Research priority 3.1: how do dryland ecosystem services change across space and time?

Dryland ES have high spatial and temporal variability due to the high variability in natural and social conditions, such as ecosystem type, climate, extreme events or disturbances, and economic development level. Enhancing our ability to model and predict the changes in these services across different scales in space and time is pivotal. This involves refining model structures, incorporating modules or parameters that account for the unique characteristics of dryland ecosystems, and generating more reliable estimates of ES at the local level. The research frontier includes biophysical modeling of ES at multiple scales, ES valuation not limited to monetary value, identification on the key drivers of ES change, and then simulating ES change in future scenarios.

Research priority 3.2: what are the interactions between multiple ecosystem services and supply–demand relationships?

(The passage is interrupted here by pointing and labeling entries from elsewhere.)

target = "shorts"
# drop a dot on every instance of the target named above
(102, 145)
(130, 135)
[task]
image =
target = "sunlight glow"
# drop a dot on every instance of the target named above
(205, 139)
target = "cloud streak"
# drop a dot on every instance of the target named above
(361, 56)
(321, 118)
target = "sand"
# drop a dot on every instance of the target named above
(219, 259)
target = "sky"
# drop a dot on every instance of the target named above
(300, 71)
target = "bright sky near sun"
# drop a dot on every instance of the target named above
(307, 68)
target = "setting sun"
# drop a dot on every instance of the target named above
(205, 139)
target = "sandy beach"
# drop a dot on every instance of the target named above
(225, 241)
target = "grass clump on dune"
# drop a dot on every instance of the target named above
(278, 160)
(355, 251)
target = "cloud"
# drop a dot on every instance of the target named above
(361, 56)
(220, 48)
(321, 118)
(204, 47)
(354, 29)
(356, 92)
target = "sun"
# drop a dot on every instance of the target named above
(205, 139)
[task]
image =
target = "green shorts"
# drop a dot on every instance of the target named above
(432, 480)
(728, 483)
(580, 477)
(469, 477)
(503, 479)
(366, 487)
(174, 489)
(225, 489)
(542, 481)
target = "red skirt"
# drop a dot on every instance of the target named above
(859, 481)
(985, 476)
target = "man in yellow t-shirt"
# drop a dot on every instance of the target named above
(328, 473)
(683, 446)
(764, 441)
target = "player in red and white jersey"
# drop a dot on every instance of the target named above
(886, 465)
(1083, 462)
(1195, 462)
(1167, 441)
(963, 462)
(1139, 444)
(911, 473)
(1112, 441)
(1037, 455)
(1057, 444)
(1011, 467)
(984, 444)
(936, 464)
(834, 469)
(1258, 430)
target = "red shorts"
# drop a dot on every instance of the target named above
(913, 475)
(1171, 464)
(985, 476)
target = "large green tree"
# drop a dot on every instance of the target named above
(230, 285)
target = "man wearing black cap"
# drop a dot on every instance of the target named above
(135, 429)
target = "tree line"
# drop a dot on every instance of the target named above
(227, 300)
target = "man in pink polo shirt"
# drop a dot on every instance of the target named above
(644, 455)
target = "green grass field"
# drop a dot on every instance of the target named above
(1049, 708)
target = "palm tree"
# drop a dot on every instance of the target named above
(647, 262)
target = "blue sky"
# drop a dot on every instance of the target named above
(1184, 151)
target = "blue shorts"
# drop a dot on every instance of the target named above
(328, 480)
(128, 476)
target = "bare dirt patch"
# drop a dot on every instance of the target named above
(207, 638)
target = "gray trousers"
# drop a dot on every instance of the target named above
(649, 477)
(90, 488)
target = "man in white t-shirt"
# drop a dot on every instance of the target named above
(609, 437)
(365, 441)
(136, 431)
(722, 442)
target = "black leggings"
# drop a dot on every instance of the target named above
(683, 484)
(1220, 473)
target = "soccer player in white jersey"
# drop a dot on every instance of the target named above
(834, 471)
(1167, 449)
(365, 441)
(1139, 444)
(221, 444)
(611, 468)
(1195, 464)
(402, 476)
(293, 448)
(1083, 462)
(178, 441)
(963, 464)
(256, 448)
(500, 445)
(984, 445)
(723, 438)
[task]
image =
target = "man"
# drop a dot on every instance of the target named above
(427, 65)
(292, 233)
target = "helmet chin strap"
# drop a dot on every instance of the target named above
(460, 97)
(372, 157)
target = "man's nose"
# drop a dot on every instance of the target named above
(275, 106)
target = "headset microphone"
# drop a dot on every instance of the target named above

Understanding the trade-offs and synergies resulting from interactions among various ES is essential for devising adaptable land use strategies within dryland SESs. Due to the spatial heterogeneity of ecosystems and population distribution in drylands, both the supply and demand of ES have high spatial variability (Castro et al 2014). With spatially heterogeneous and temporally dynamic human needs, the trade-offs between ES and people can be exacerbated, causing complex interactions among multiple beneficiaries, locations, and human generations. Therefore, the research frontier is to explore all the potential tradeoffs among the multiple dimensions of human demand for ES, particularly considering the future needs for ES under dryland environmental change; as well as to understand the supply–demand mismatches of dryland ES at different scales, and then track the potential dryland ES flows that depend on socioeconomic and environmental teleconnections.

Research priority 3.3: how are dryland ecosystem services linked to human well-being?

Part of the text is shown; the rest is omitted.